Two years later, Basha is seen working at a construction site when Popoy approaches her and asks her out for coffee and dinner. Basha accepts.

==Cast==
===Main cast===
- John Lloyd Cruz as Popoy
- Bea Alonzo as Basha

===Supporting cast===
- Derek Ramsay as Mark
- Maja Salvador as Trisha
- Lauren Young as Bernice
- Dimples Romana as Krizzy
- Bea Saw as Anj
- James Blanco as Kenneth
- Janus del Prado as Chinno
- Ahron Villena as JP
- Nanette Inventor as Nanay Edith
- Al Tantay as Tito Willie
- Bodjie Pascua as Sir Bert
- Nikki Gil as Helen
- Melissa Mendez as Elvie
- Shamaine Buencamino as Rose
- Robert Woods as Francis
- Gee Canlas as Cathy

==Reception==
===Accolades===

Accolades received by One More Chance
| Award | Category | Recipient(s) | Result | Ref. |
| 38th GMMSF Box-Office Entertainment Awards | Box-Office King | John Lloyd Cruz | Won |  |
| Box-Office Queen | Bea Alonzo | Won |
| Most Popular Film Director | Cathy Garcia Molina | Won |
| Most Popular Screenwriters | Carmi Raymundo and Vanessa Valdez | Won |
| 5th ENPRESS Golden Screen Awards | Best Performance by an Actor in a Lead Role (Drama) | John Lloyd Cruz | Won |  |
| 24th PMPC Star Awards for Movies | Movie Director of the Year | Cathy Garcia-Molina | Won |  |
| Movie of the Year | One More Chance | Won |
| Movie Editor of the Year | Marya Ignacio (Technical Director) | Won |
| Movie Cinematographer of the Year | Manuel Teehankee | Won |

==Legacy==
The continued popularity of One More Chance among Filipino audiences since the film's release led to a novel adaptation that was released in June 2015. Two months later, Star Cinema confirmed that a sequel to the film would be released. The sequel, A Second Chance, was released on November 25, 2015, with Garcia-Molina returning as director, and Cruz and Alonzo reprising their roles. A musical adaptation was announced in January 2024 and ran from April 12 to June 16.
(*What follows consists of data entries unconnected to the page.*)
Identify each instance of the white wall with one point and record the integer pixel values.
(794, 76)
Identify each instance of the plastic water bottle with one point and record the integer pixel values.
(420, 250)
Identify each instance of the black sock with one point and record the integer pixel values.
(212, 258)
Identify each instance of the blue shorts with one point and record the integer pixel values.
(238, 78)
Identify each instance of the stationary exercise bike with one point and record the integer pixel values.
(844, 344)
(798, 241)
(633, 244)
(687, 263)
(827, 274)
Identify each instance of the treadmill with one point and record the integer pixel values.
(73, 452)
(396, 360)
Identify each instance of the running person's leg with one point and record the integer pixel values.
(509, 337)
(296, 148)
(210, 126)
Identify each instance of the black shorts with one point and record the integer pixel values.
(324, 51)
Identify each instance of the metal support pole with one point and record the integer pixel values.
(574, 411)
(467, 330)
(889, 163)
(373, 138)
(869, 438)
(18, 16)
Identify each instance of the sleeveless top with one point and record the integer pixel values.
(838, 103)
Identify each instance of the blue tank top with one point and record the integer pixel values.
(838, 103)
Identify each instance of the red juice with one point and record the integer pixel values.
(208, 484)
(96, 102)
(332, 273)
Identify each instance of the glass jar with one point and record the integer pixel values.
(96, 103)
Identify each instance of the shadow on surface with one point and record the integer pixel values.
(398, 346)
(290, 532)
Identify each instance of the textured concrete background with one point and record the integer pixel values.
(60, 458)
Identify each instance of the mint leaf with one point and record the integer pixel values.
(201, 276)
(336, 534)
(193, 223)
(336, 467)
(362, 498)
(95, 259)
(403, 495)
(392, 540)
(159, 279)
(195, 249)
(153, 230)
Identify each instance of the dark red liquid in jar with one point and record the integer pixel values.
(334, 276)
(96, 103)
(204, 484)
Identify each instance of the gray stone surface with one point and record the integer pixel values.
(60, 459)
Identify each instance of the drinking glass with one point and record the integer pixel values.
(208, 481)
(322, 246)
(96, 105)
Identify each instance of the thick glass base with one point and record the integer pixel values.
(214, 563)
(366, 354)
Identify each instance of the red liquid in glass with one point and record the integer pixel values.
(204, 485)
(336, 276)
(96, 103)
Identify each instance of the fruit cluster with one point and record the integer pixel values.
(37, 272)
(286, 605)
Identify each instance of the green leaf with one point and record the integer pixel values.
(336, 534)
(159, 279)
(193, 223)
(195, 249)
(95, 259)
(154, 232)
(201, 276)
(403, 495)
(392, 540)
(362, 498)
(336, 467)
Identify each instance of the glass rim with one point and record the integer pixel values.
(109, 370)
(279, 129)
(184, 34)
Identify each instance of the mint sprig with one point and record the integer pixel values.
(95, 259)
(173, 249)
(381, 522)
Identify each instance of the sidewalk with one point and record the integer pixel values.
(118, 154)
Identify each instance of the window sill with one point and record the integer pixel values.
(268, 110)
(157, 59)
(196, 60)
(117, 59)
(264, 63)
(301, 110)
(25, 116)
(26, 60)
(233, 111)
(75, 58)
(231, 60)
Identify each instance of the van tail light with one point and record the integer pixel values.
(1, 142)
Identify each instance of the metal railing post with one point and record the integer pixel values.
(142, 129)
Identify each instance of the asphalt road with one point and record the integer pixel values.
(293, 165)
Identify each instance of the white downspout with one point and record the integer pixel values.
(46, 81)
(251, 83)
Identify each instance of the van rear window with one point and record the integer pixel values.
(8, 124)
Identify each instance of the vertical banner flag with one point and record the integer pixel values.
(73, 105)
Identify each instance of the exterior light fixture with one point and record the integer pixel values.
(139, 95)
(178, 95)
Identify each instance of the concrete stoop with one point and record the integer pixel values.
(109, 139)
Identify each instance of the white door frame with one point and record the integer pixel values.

In the 2014 movie That Thing Called Tadhana, the final scene of the movie appeared on an airplane scene; Angelica Panganiban's character tries to stop a flight attendant from giving her a tissue, saying "Hindi ko kailangan ng tissue. I don't need tissue! Please stop judging me!" ("I don't need it. I. Don't. Need. Tissue. So please stop judging me!").

On April 12, 2024, Philippine Educational Theater Association, with co-presenters Robinsons Malls and Metrobank, produced One More Chance, The Musical, the theatrical adaptation of One More Chance that features the songs of the 9-piece folk-pop band Ben&Ben.